ExxonMobil will halt work at most a week short of its original deadline for drilling a 7,709-foot-deep well in a Russian Arctic field that could be the world’s largest discovery in years, according to a senior Russian official. The plans, if accurate, make it appear all but certain that the company will meet its aims for the project despite Western-led sanctions directed at Russia’s next-generation oil production.
Hard information is sparse since neither ExxonMobil nor the US government have said precisely when the company will walk away from the Universitetskaya well, located in the Kara Sea and thought to contain 9 billion barrels of oil. ExxonMobil has released the only comment, which is that Washington has extended a Sept. 26 deadline, allowing for safe withdrawal from the well.
That cast doubts on whether ExxonMobil had time to produce the well logs necessary for an initial determination whether the Universitetskaya field contains commercial volumes of oil. If the company fell short, this drilling season would have been all-but wasted, since it would not meet the company’s objective for the well, which was to discover what lay below the surface.
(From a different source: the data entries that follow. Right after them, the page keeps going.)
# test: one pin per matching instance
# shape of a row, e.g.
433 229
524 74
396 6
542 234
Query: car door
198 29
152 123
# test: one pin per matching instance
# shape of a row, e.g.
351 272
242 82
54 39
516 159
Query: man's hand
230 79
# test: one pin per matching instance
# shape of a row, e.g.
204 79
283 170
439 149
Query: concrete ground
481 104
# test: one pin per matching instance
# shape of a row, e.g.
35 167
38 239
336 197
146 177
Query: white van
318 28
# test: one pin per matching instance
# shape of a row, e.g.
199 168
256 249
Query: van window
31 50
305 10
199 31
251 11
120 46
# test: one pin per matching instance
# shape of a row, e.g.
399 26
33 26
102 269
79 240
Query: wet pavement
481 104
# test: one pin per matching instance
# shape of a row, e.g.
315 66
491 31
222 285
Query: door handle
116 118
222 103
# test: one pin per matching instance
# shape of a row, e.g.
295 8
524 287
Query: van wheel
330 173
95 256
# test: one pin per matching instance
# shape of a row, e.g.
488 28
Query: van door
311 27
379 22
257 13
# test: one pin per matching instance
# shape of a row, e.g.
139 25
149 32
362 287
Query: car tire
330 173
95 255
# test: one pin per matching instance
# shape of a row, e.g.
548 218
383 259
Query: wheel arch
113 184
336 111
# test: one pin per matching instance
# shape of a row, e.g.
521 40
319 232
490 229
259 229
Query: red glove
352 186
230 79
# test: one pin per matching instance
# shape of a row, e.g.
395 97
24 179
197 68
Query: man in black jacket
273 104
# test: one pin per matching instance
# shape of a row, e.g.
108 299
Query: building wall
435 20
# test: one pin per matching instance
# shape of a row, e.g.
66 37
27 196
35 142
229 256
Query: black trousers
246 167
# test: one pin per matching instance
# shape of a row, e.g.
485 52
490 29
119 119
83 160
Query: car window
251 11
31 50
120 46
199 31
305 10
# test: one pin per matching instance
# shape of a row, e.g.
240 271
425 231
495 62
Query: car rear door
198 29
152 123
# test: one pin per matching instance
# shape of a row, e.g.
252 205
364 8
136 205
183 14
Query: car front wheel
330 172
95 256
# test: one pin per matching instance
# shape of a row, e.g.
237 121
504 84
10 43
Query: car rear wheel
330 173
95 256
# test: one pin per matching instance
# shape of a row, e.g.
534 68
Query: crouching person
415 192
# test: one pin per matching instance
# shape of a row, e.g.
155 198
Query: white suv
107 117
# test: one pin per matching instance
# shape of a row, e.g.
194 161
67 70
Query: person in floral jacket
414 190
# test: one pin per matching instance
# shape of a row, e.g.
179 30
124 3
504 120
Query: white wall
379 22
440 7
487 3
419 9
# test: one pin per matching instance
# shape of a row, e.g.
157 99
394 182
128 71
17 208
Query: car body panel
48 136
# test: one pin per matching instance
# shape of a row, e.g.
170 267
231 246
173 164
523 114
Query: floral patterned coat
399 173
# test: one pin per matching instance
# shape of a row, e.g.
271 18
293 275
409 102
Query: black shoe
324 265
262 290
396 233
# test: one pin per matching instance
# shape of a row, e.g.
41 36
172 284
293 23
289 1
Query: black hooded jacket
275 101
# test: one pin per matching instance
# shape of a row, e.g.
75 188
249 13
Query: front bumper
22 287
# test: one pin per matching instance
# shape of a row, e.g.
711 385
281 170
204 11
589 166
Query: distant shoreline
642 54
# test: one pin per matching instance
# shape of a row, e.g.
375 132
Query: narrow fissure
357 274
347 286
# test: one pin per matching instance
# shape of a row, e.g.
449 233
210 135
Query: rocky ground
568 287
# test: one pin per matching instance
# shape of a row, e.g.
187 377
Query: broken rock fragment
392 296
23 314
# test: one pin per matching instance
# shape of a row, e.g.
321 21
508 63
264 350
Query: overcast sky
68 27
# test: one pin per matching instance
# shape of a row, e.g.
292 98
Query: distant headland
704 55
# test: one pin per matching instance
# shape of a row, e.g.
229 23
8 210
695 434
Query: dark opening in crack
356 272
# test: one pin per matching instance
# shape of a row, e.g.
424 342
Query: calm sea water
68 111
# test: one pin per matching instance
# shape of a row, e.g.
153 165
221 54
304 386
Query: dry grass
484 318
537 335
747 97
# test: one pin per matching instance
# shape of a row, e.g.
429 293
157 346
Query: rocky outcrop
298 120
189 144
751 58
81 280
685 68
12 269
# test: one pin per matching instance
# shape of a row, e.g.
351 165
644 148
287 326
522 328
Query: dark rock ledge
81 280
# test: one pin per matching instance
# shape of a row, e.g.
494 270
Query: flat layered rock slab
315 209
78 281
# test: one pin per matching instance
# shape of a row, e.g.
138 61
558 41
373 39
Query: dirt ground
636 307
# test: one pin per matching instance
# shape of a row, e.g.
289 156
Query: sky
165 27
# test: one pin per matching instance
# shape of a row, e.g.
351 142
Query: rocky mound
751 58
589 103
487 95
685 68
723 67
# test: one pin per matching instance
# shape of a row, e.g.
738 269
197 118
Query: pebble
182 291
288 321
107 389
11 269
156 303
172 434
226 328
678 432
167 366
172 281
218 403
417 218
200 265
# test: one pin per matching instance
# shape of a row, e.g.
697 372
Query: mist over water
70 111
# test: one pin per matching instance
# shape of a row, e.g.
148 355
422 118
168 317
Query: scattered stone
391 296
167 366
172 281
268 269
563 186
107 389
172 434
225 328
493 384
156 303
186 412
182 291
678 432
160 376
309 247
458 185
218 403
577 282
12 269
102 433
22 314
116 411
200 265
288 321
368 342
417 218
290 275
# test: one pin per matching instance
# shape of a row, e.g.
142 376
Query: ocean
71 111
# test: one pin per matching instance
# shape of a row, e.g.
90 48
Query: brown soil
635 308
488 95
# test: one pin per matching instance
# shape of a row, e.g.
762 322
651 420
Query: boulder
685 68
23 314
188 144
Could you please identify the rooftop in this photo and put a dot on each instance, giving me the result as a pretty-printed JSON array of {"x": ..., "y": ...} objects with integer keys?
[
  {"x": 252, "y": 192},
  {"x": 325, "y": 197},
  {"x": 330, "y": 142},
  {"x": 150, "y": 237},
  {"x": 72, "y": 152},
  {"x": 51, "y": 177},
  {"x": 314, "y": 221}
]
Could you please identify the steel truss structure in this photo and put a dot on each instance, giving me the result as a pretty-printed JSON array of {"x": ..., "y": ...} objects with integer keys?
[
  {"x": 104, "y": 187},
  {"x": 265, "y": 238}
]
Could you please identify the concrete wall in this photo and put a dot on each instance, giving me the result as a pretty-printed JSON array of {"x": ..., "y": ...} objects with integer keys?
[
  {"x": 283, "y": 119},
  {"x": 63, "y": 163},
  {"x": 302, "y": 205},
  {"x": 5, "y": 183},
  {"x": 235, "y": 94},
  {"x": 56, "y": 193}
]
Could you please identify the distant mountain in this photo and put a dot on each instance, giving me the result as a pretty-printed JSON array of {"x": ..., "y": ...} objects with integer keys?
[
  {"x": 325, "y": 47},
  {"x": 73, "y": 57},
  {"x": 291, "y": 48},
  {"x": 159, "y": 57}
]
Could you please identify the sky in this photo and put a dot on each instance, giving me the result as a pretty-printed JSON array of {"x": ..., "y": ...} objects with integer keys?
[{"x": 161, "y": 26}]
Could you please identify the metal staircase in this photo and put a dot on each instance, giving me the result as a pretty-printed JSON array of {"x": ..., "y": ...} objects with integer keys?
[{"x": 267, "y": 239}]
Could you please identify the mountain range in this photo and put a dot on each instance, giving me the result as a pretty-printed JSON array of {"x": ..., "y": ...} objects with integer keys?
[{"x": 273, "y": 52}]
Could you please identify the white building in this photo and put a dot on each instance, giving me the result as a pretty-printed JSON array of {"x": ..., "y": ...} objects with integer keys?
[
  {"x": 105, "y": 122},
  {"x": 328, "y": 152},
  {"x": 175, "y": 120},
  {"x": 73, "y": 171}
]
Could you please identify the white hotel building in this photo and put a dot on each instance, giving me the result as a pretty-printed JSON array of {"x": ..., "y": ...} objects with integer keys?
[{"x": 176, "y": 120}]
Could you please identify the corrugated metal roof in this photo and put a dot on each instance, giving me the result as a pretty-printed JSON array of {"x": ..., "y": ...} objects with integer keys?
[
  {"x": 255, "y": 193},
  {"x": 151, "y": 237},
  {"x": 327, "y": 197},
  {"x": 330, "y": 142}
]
But according to Kirill Molodtsov, Russia’s deputy energy minister, drilling will come to a halt on Oct. 10. Since ExxonMobil spudded the well Aug. 9, and drilling was to take 70 days, that meant that the drilling, cementing, plugging and abandoning the well was to finish by Oct. 18. Unless the company experiences unusual difficulty drilling and cementing the well, there is little chance that eight days will prevent completion. Quartz previously reported that that the extension seemed to be sufficient time to finish the well—and now Molodtsov’s remarks make concrete specifically how much has been shaved off the drilling schedule: not much.
ExxonMobil’s strategy is probably to make the commercial determination and, if the news is positive, hope that tensions between the West and Russia over the Ukraine invasion soften by drilling season next summer or even 2016. The sanctions are intended to pressure Russian president Vladimir Putin into concessions on Ukraine by threatening his country’s future oil revenue, which funds more than 40% of the state budget.
In a statement, ExxonMobil told Quartz:
Given the complexity of the University-1 well and the sensitive arctic environment in the Kara Sea, ExxonMobil sought, and was granted, limited relief from the recently issued Treasury Department sanctions to enable a safe and orderly wind down of operations related to this exploration well.
The Kara Sea project and the University-1 well was the subject of our application for a slightly extended compliance period because operations were at a critical stage and additional time was required to safely wind down activity, especially given the sensitive arctic environment.